- original UK Quad poster
- Directed by: Robert Asher
- Written by: Jack Davies Norman Wisdom
- Produced by: Hugh Stewart
- Starring: Norman Wisdom Edward Chapman Jerry Desmonde
- Cinematography: Jack Asher
- Edited by: Gerry Hambling
- Music by: Ron Goodwin
- Production company: The Rank Organisation
- Distributed by: Rank Film Distributors
- Release date: 30 November 1965 (London);
- Running time: 98 minutes
- Country: United Kingdom
- Language: English

= The Early Bird =

1965 British film by Robert Asher

The Early Bird is a 1965 British comedy film directed by Robert Asher and starring Norman Wisdom, Edward Chapman, Bryan Pringle, Richard Vernon, John Le Mesurier and Jerry Desmonde. It was the first Norman Wisdom film to be shot in colour and one of the last he made for Rank. The title is taken from the expression "the early bird catches the worm".

==Plot==
Norman Pitkin works for Grimsdale's Dairy as a milkman, in competition with Consolidated Dairies, an ever-growing rival company under the management of Walter Hunter.

Much of the humour centres on slapstick comedy, with Norman encountering various comedic escapades.
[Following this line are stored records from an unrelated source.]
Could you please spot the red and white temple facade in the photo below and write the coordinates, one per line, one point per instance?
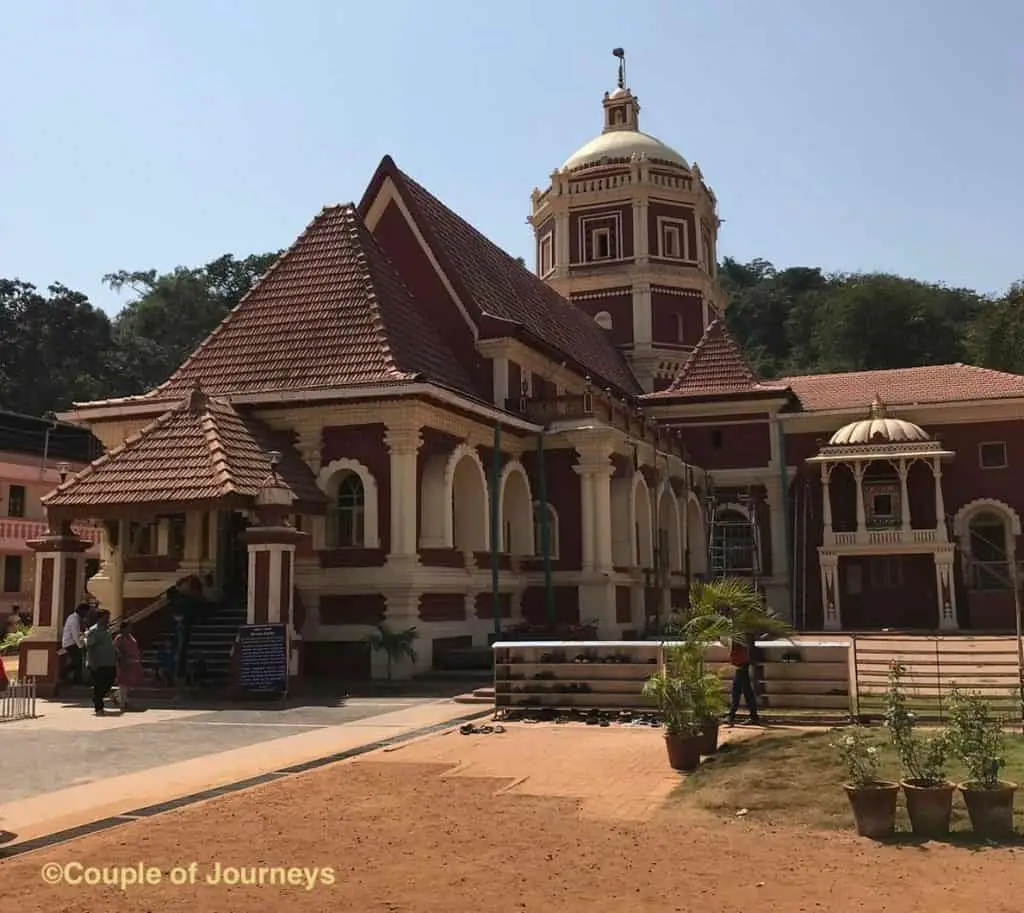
(404, 373)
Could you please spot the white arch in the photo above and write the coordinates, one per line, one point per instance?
(696, 539)
(643, 552)
(516, 511)
(474, 527)
(668, 519)
(962, 519)
(328, 480)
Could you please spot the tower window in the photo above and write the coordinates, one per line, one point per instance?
(670, 242)
(600, 244)
(546, 255)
These include being dragged around Mr Hunter's garden by an errant lawnmower and using the fire brigade's high pressure hosepipes to blast firemen off their ladders, after being called to a suspected fire at Consolidated Dairies' HQ.

==Cast==
- Norman Wisdom as Norman Pitkin
- Edward Chapman as Mr Thomas Grimsdale
- Jerry Desmonde as Mr Walter Hunter
- Paddie O'Neil as Mrs Gladwys Hoskins
- Bryan Pringle as Austin
- Richard Vernon as Sir Roger Wedgewood
- John Le Mesurier as Colonel Foster
- Peter Jeffrey as Fire Chief
- Penny Morrell as Miss Curry
- Marjie Lawrence as woman in negligee
- Frank Thornton as drunken doctor
- Dandy Nichols as woman flooded by milk
- Harry Locke as commissionaire
- Michael Bilton as nervous man
- Imogen Hassall as Sir Roger's secretary
- Tony Selby as Godfrey (uncredited)

==Production==
In February 1964 Rank announced it would make eight films at a cost of £4.5 million, including Almost a Hero with Norman Wisdom.
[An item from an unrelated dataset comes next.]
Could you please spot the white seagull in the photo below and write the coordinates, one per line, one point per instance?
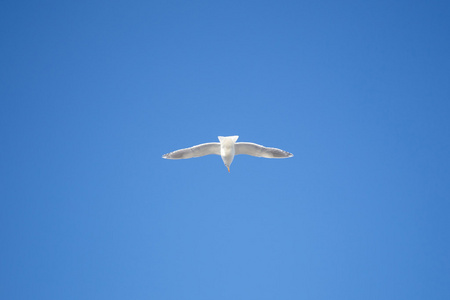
(228, 148)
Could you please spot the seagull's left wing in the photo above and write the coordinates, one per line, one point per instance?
(260, 151)
(196, 151)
It was the last of several films Hugh Stewart produced for Wisdom. Stewart called the movie "very good" but said when reunited with Wisdom he "knew as soon as I saw him... that something had happened to him. The iron had entered into his soul. I could tell straightaway and so could Bob. Bob said, "He's not the same man." And we made our last film together."

==Reception==

=== Box office ===
The film was one of the 15 most popular movies at the British box office in 1966.

=== Critical ===
The Monthly Film Bulletin wrote: "Routine Norman Wisdom vehicle, the only innovations being the use of colour, and the absence of a heroine who will see through her beau's clumsiness and regard him with loyal, loving admiration. The moments of pathos and sentimentality, evidently regarded as an essential ingredient in Wisdom's comedies, here mainly involve the horse, and are less embarrassing than the tasteless comedy with Mrs. Hoskins. As usual, the comedy relies heavily on crude slapstick, with a lengthy and repetitive prelude of tumbles downstairs, and two orgies of destruction – the first entailing the tearing-up of a garden by a runaway motor-mower, the second featuring an ordeal by water, foam and milk. These knockabout highlights are up to par, but the intervening material is weak, and the golf-course sequence with Wisdom impersonating a parson is particularly uninventive."

The Radio Times Guide to Films gave the film 2/5 stars, writing: "Well past his movie sell-by date, Norman Wisdom is powerless to prevent this dreary dairy comedy from turning sour. The satirical jibes at large scale automation are nowhere near sharp enough, while the tribute to Britain's fast-fading family firms is too twee. Regular straight men Jerry Desmonde and Edward Chapman are as solid as rocks and longtime director Robert Asher gives his star plenty of leeway."

Leslie Halliwell said: "Star farcical comedy; not the worst of Wisdom, but overlong and mainly uninventive."

TV Guide wrote, "most of the humor is slapstick, predictable, and only vaguely amusing."

Allmovie called the film a "lively British satire".